From what I remember as a biology major, the general rule of thumb is to divide the kid's weight in half, and that's a decent guide to how many grams of protein they require. But this depends on age. I think it's slightly less as they get bigger, and adults and kids over 15 or so need like 35(ish)% I think.

My DD is a child. She's smallish for her age and weighs ~60 pounds. She does NOT like meat much (though we make her eat it a few times per week). We supplement with Boost High Protein on practice days - it's got something like 12 or 14 grams of protein per 8oz (milk has 8 grams per 8oz). I mentioned it to her doctor beforehand, and while he wasn't thrilled (would prefer the protein coming from a natural food source), he said it was ok. We typically shoot for about 35 grams of protein per day. Our doc agreed that she likely needs a little more than "normal" but emphasized that she doesn't need MUCH more.

Occasionally my DD will eat a protein bar, but am very careful about their ingredients. I'd probably avoid excessive soy (hormonal reasons) or "woman's bars" until after puberty. Maybe even then.

My DD also (usually) takes a daily vitamin + iron. OK so maybe more like 4-5 days per week. :)

I am near vegetarian myself (I eat enough meat to keep my iron up or I become anemic), so I have a very tough time "forcing" my kids to eat meat or poultry. I pick my battles, and personally, I'd rather "force" the fruits and veggies and supplement on occasion. Some day they'll be adults and need to reason out their diets on their own.
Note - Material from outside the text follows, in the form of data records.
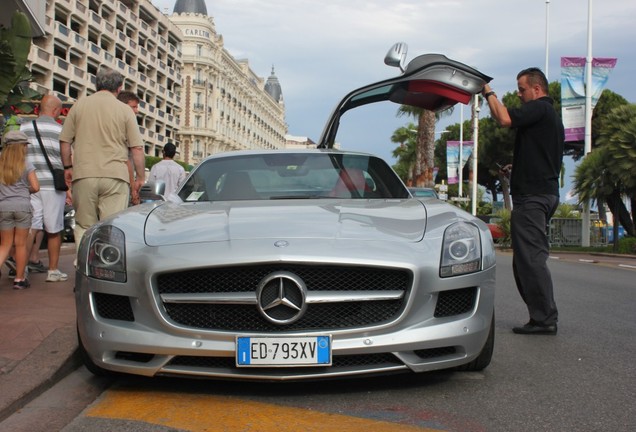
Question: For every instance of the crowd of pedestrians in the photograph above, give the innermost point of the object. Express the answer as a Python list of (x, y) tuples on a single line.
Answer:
[(98, 157)]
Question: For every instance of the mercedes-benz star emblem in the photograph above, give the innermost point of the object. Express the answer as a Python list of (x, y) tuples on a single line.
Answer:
[(281, 297)]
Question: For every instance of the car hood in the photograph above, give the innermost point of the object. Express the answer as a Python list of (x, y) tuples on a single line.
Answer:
[(378, 220)]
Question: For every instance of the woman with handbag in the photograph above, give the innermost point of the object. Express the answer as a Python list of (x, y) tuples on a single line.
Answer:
[(17, 182)]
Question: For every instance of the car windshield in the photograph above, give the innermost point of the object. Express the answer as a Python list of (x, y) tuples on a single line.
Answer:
[(299, 175)]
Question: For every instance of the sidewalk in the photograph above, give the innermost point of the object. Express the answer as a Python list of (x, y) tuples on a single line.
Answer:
[(37, 334)]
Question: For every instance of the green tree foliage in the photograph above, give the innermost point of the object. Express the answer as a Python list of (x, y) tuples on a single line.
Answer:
[(606, 103), (607, 173), (15, 43)]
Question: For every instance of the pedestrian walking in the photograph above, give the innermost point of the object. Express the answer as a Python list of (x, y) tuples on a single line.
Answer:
[(132, 100), (534, 186), (98, 132), (47, 204), (168, 170), (17, 181)]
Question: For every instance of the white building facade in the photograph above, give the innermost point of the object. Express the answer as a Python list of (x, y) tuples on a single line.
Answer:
[(192, 91), (226, 106)]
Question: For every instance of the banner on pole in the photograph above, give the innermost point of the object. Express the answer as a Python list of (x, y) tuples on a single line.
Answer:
[(452, 159), (573, 91)]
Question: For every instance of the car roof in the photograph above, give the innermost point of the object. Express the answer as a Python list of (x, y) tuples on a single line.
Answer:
[(431, 81)]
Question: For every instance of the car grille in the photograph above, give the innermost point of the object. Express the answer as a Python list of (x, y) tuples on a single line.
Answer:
[(245, 279), (455, 302), (112, 306)]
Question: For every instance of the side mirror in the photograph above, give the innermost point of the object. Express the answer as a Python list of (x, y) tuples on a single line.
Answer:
[(396, 57), (152, 191)]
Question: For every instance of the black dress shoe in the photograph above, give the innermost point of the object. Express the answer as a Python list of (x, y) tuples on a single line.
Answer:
[(532, 328)]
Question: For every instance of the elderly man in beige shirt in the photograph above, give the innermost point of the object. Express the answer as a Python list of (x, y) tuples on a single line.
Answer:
[(99, 131)]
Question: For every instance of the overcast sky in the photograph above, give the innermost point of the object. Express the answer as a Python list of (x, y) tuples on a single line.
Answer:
[(322, 49)]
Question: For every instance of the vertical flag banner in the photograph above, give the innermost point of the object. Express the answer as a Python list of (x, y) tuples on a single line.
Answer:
[(452, 159), (573, 91)]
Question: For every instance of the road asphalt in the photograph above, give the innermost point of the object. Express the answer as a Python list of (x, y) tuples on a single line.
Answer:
[(38, 342)]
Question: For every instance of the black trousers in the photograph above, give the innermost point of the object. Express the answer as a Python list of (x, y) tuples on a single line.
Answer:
[(530, 246)]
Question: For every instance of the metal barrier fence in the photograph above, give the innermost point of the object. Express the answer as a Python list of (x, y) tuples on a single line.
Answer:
[(568, 232)]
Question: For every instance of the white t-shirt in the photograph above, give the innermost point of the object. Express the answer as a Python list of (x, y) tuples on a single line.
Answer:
[(170, 172)]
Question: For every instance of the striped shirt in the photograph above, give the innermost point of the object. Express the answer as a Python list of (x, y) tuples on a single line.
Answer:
[(49, 132)]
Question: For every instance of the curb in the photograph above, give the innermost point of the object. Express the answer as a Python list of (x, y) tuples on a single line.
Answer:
[(56, 357)]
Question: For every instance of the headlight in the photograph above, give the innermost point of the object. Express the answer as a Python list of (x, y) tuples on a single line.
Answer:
[(107, 254), (461, 250)]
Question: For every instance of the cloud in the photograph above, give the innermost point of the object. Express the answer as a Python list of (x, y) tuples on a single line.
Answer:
[(323, 49)]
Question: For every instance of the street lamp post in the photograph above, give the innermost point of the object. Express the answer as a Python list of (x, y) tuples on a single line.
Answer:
[(461, 148), (475, 152), (585, 223)]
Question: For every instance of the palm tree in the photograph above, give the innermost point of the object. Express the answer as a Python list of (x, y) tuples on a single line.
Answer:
[(606, 174), (425, 144)]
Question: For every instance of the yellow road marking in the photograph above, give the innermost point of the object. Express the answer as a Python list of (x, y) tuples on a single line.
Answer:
[(214, 413)]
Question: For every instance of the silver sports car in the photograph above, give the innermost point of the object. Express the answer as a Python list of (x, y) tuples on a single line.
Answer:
[(294, 264)]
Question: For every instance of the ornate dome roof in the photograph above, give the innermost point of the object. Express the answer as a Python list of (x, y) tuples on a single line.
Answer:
[(273, 88), (190, 6)]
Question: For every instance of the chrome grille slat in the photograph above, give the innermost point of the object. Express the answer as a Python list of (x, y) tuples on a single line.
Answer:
[(338, 297)]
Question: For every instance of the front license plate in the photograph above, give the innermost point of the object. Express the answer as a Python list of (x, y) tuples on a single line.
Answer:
[(283, 351)]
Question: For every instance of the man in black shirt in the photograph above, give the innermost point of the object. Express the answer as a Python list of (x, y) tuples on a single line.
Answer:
[(534, 186)]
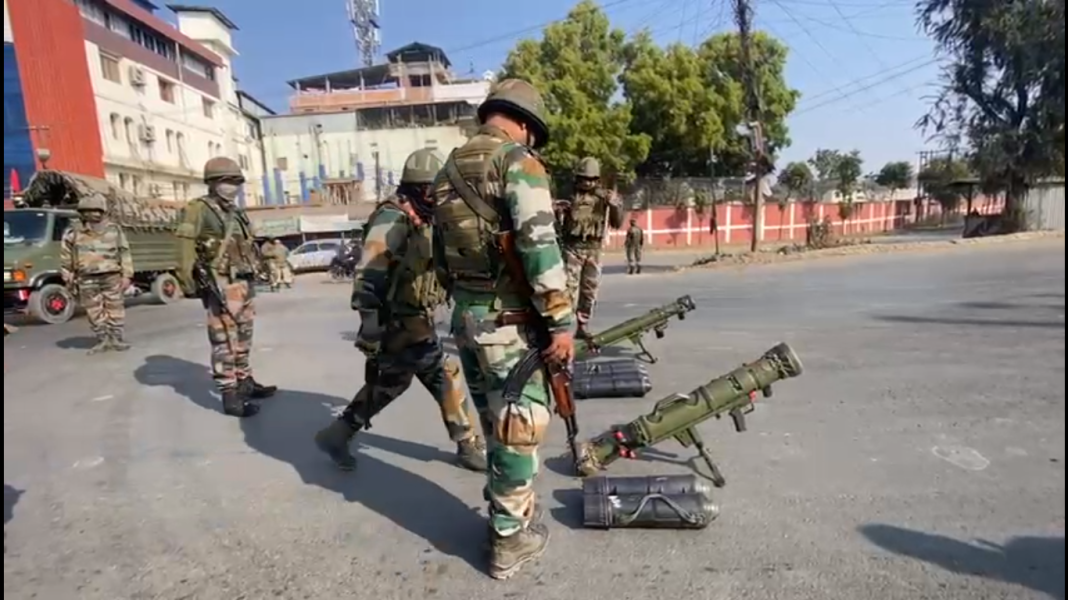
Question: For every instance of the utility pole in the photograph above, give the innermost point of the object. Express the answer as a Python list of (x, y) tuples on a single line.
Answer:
[(743, 17)]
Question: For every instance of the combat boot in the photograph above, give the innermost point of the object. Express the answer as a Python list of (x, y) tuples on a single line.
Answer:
[(334, 442), (471, 454), (235, 405), (254, 391), (508, 554)]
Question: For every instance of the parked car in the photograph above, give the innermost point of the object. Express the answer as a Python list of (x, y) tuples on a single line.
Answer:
[(314, 255)]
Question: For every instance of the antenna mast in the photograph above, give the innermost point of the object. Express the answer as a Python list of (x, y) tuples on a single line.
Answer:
[(363, 15)]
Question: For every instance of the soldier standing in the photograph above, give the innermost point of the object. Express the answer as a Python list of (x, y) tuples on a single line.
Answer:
[(215, 239), (583, 237), (277, 255), (95, 262), (396, 291), (497, 182), (635, 240)]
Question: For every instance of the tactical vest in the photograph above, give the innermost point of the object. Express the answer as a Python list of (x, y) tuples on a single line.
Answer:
[(584, 222), (471, 254), (234, 257), (414, 288)]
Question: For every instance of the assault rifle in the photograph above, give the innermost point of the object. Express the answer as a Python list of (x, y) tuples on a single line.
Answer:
[(633, 330), (678, 415)]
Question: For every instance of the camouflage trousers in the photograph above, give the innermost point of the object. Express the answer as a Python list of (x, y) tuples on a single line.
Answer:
[(633, 256), (396, 369), (514, 431), (583, 280), (101, 296), (230, 332)]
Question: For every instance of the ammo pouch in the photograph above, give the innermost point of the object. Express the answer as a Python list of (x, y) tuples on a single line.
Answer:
[(623, 378)]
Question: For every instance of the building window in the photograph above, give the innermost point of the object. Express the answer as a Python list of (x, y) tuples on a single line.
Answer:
[(109, 67), (166, 91)]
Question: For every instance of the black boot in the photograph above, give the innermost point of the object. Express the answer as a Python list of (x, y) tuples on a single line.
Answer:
[(509, 554), (252, 390), (335, 440), (235, 405)]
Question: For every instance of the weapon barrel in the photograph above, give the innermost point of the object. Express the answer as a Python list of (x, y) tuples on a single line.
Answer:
[(674, 415)]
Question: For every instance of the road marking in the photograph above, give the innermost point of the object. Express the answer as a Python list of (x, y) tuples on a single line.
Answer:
[(966, 458)]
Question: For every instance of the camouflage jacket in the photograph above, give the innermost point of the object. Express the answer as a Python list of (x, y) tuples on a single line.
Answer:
[(395, 275), (99, 250), (515, 183)]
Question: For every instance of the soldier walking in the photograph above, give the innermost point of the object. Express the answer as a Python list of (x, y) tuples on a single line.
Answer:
[(582, 236), (396, 291), (217, 264), (635, 240), (96, 265), (497, 180)]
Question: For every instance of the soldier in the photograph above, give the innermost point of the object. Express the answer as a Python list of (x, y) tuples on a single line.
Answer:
[(396, 291), (497, 180), (635, 240), (277, 255), (95, 263), (583, 236), (215, 237)]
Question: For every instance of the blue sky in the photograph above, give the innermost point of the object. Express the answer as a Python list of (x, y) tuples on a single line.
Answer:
[(862, 66)]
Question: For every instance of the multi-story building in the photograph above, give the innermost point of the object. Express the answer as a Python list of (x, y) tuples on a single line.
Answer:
[(349, 132), (147, 103)]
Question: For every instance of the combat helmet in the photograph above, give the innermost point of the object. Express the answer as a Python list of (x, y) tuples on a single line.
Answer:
[(589, 168), (521, 99), (222, 168), (421, 168), (93, 202)]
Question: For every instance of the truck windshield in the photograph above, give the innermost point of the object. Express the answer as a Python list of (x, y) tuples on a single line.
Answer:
[(25, 226)]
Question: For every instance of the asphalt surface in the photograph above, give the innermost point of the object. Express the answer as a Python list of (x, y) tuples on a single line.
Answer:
[(920, 457)]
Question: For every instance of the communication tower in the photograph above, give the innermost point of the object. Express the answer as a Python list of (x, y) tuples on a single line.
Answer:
[(363, 15)]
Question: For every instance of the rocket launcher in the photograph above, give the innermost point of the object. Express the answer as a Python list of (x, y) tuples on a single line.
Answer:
[(633, 330), (678, 415)]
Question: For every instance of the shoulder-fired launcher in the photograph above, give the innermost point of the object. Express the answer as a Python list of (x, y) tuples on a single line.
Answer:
[(678, 415), (632, 330)]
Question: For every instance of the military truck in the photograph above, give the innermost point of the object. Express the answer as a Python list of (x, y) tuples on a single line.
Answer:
[(33, 231)]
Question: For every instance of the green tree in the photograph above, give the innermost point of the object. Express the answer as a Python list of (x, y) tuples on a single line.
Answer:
[(690, 101), (1003, 92), (895, 176), (576, 65)]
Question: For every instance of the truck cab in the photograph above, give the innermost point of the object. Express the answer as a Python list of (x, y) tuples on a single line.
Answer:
[(32, 283)]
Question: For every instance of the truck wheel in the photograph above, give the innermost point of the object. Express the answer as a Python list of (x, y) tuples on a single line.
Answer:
[(51, 304), (166, 289)]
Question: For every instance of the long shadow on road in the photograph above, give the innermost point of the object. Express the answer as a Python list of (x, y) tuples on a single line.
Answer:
[(284, 431), (1035, 563)]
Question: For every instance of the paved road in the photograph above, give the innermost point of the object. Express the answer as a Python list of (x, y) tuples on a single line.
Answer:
[(921, 456)]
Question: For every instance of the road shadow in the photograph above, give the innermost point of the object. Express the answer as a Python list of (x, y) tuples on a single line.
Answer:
[(1034, 563), (284, 431)]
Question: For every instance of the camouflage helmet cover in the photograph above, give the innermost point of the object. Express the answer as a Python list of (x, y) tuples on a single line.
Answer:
[(519, 98), (222, 168), (421, 168), (589, 168), (93, 202)]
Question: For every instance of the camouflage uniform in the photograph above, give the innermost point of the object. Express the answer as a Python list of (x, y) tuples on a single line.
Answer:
[(230, 264), (277, 255), (582, 236), (396, 291), (514, 186), (95, 261), (634, 243)]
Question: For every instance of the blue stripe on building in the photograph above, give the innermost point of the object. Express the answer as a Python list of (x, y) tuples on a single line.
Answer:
[(17, 145)]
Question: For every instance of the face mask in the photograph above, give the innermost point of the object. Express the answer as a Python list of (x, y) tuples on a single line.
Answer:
[(228, 191)]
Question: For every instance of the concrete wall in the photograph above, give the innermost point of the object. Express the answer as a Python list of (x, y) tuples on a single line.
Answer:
[(304, 148)]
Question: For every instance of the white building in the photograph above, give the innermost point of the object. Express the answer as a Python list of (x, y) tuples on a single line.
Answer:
[(167, 98), (350, 131)]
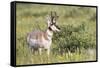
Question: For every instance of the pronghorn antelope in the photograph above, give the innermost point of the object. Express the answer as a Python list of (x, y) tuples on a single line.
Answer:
[(39, 40)]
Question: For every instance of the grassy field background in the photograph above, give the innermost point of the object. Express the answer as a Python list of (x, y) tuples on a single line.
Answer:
[(76, 41)]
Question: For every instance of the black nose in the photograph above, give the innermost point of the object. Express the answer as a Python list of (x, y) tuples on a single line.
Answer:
[(57, 27)]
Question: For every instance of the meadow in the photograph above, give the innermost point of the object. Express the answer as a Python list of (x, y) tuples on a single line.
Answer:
[(75, 42)]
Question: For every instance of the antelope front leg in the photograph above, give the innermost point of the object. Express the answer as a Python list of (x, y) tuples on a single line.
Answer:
[(40, 51), (48, 54)]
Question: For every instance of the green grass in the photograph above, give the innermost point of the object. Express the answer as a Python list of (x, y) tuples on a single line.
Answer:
[(78, 29)]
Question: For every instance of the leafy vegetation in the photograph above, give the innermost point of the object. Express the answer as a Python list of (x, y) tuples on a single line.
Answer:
[(76, 41)]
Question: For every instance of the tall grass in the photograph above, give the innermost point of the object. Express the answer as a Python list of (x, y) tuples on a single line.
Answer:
[(76, 41)]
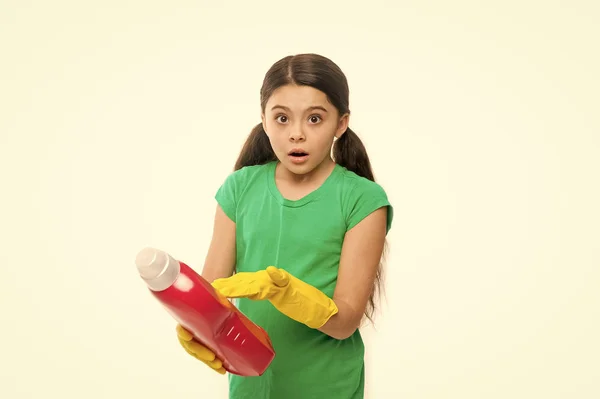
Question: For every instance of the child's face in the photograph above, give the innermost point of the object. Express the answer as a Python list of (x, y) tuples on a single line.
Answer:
[(301, 118)]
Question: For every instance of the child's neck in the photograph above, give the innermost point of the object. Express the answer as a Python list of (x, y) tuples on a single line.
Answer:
[(293, 186)]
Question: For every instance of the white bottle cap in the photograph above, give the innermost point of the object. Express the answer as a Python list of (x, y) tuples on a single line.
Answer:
[(157, 268)]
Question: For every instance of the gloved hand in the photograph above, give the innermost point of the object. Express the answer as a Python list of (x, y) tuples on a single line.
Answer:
[(290, 295), (199, 351)]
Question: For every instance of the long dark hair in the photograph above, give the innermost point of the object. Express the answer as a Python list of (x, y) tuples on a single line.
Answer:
[(348, 151)]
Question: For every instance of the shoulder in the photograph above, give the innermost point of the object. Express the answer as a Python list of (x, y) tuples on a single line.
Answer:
[(236, 184), (361, 197)]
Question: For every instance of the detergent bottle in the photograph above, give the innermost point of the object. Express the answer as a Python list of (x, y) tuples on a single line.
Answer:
[(244, 348)]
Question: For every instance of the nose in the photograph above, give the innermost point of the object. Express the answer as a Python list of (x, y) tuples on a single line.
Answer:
[(296, 134)]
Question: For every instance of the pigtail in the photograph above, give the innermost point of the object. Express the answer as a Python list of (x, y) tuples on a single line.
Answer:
[(350, 152), (257, 149)]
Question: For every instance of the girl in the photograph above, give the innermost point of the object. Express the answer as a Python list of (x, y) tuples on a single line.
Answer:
[(299, 233)]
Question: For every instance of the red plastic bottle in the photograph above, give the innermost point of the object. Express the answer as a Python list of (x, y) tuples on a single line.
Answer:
[(243, 347)]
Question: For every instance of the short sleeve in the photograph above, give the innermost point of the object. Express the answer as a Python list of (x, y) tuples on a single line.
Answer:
[(226, 196), (366, 198)]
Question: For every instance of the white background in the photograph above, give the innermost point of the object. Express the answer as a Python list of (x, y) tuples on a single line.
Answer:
[(119, 120)]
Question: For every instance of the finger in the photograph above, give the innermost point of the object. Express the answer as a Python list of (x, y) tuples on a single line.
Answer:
[(279, 277), (183, 333), (215, 364), (235, 290), (201, 351)]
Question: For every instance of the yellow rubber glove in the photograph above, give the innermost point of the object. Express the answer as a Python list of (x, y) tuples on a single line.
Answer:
[(290, 295), (199, 351)]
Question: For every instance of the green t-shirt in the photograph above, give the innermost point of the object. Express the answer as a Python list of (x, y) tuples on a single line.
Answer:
[(305, 238)]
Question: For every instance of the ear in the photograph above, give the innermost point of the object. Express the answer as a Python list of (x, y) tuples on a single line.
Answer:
[(342, 125)]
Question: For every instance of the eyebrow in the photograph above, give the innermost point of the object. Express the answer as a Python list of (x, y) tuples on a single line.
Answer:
[(314, 107)]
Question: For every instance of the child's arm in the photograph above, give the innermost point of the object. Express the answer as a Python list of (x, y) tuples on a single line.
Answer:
[(361, 254)]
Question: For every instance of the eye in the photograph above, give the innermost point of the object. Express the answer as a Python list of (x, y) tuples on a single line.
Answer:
[(315, 119)]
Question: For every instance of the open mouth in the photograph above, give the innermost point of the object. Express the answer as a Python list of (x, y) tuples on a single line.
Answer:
[(298, 154)]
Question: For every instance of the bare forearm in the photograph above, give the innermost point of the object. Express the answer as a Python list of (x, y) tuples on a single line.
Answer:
[(344, 323)]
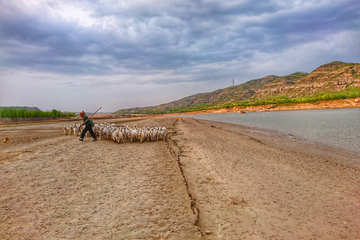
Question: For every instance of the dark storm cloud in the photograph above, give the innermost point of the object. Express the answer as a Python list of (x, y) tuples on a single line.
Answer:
[(164, 35)]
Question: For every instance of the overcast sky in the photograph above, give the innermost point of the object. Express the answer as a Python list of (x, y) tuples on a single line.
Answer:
[(74, 55)]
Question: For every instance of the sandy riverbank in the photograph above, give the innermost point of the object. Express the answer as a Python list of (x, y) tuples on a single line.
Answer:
[(209, 180)]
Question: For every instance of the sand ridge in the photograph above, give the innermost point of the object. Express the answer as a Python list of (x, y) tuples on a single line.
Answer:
[(209, 180)]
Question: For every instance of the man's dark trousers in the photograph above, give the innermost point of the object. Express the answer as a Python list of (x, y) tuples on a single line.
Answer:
[(88, 128)]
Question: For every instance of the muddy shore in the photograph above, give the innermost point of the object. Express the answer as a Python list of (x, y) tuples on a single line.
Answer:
[(208, 180)]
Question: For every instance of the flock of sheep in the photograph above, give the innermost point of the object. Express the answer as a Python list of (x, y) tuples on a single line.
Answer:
[(120, 133)]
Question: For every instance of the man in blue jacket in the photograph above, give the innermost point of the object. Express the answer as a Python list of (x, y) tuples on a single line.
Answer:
[(88, 127)]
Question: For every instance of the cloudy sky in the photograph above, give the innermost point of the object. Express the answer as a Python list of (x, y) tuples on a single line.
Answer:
[(75, 55)]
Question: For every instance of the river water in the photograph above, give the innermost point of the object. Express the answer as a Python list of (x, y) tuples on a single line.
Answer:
[(339, 128)]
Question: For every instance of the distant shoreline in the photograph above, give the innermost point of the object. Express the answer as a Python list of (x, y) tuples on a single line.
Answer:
[(331, 104)]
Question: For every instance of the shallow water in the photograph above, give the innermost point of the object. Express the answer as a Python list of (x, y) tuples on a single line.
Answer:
[(339, 128)]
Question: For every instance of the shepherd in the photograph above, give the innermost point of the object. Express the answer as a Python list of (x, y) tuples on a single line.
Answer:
[(88, 126)]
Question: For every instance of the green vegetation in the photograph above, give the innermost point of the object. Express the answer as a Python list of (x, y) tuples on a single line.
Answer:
[(353, 92), (9, 112)]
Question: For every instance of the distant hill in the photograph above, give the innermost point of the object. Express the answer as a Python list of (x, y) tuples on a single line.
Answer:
[(334, 77)]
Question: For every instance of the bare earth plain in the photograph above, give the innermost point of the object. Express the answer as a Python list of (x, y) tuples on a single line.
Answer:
[(207, 180)]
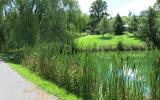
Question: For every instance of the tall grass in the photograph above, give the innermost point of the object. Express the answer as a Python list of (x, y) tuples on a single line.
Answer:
[(93, 78)]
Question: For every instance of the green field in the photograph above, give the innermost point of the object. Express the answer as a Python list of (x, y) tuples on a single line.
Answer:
[(90, 41)]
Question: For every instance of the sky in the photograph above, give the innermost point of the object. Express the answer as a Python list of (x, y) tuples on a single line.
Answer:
[(119, 6)]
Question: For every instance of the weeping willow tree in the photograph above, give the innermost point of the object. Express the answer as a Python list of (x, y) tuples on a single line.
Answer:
[(2, 4), (29, 22)]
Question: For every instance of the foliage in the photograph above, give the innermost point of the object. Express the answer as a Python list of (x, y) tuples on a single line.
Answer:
[(103, 26), (149, 27), (118, 25), (133, 26), (98, 10)]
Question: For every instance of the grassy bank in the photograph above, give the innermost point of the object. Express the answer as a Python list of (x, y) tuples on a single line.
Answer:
[(42, 83), (110, 41)]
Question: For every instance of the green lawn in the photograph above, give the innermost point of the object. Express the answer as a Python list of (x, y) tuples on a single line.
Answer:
[(42, 83), (112, 40)]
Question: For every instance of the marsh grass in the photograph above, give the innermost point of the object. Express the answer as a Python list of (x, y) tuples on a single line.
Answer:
[(94, 77)]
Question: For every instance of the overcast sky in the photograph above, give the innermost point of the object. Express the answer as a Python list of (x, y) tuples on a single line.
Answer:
[(119, 6)]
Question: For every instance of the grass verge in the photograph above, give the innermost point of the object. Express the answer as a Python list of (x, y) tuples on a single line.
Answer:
[(42, 83)]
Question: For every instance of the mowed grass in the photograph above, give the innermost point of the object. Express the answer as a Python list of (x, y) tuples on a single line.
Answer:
[(90, 41), (42, 83)]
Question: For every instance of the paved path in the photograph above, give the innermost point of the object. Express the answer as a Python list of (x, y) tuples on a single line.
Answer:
[(15, 87)]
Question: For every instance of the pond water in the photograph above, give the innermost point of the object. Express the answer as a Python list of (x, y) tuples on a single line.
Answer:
[(135, 67)]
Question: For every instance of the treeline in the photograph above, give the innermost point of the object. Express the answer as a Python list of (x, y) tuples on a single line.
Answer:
[(145, 26), (29, 22)]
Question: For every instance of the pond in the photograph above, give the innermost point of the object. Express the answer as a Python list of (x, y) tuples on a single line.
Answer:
[(132, 75)]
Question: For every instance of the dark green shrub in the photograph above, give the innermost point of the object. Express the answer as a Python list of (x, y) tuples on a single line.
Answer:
[(120, 46)]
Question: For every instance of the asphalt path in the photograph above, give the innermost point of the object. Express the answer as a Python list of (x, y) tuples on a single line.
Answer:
[(15, 87)]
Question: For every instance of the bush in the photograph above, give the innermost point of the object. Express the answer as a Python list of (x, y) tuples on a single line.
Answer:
[(120, 46)]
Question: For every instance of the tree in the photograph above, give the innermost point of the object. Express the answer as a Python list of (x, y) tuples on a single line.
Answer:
[(133, 26), (103, 26), (97, 11), (118, 26), (149, 27)]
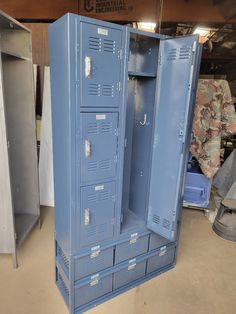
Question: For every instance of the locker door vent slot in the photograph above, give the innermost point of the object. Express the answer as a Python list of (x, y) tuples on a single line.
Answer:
[(108, 90), (172, 54), (92, 231), (63, 257), (92, 165), (93, 128), (185, 52), (105, 164), (166, 224), (109, 45), (92, 198), (156, 219), (62, 285), (94, 89), (94, 43), (104, 196), (106, 127)]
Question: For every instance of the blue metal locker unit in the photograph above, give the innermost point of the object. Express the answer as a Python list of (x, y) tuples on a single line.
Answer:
[(122, 107)]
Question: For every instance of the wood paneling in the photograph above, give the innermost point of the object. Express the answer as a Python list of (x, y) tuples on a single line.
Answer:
[(40, 55), (43, 9), (120, 10), (173, 10)]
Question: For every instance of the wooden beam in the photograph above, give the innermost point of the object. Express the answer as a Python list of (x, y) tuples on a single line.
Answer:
[(197, 11), (227, 8), (44, 9)]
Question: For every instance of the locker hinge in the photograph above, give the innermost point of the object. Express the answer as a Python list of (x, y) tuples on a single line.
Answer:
[(95, 251), (94, 280), (119, 86), (132, 264), (163, 251), (194, 46), (133, 238), (155, 141), (173, 226)]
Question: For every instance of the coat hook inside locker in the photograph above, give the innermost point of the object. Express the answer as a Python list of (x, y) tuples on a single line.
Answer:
[(144, 122)]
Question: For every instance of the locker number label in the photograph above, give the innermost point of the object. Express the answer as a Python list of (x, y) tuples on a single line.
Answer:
[(99, 187), (103, 31), (100, 116)]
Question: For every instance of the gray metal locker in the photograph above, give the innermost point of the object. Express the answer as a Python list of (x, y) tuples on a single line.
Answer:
[(101, 52), (122, 107), (97, 213), (99, 146)]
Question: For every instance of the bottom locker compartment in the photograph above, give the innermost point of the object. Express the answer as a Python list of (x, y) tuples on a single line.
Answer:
[(164, 257), (134, 247), (96, 261), (157, 241), (89, 290), (132, 272)]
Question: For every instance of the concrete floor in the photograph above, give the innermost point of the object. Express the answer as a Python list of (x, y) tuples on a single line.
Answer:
[(202, 282)]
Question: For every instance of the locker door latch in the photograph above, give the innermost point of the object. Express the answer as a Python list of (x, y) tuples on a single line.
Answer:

If you're concerned, ask the physician next visit. He/she would probably love to discuss it (ours did).

And on protein powders vs. infant formulas, the proteins in infant formulas are typically more broken down. This is for ease of digestion not just by the stomach but by the other organs, too (like the liver). I'd say play it by ear and be reasonable about it. As an actual supplement and not their primary diet, I think it's probably ok (I say probably as most scientists would say "probably" meaning very likely and in most cases).

I do believe that it's still best to eat the whole, original food source when possible. BUT - when not possible, it's better to supplement than be undernourished, in my limited, nonphysician opinion. :)
 
As a funny aside, my cousin is extremely athletic and has been doing Crossfit for some time. He'd been eating Luna bars (he says one per day as a snack), and didn't realize until a week ago that they're "woman's". He is so not a woman. He said, "No wonder I've been so emotional!" He was joking, of course.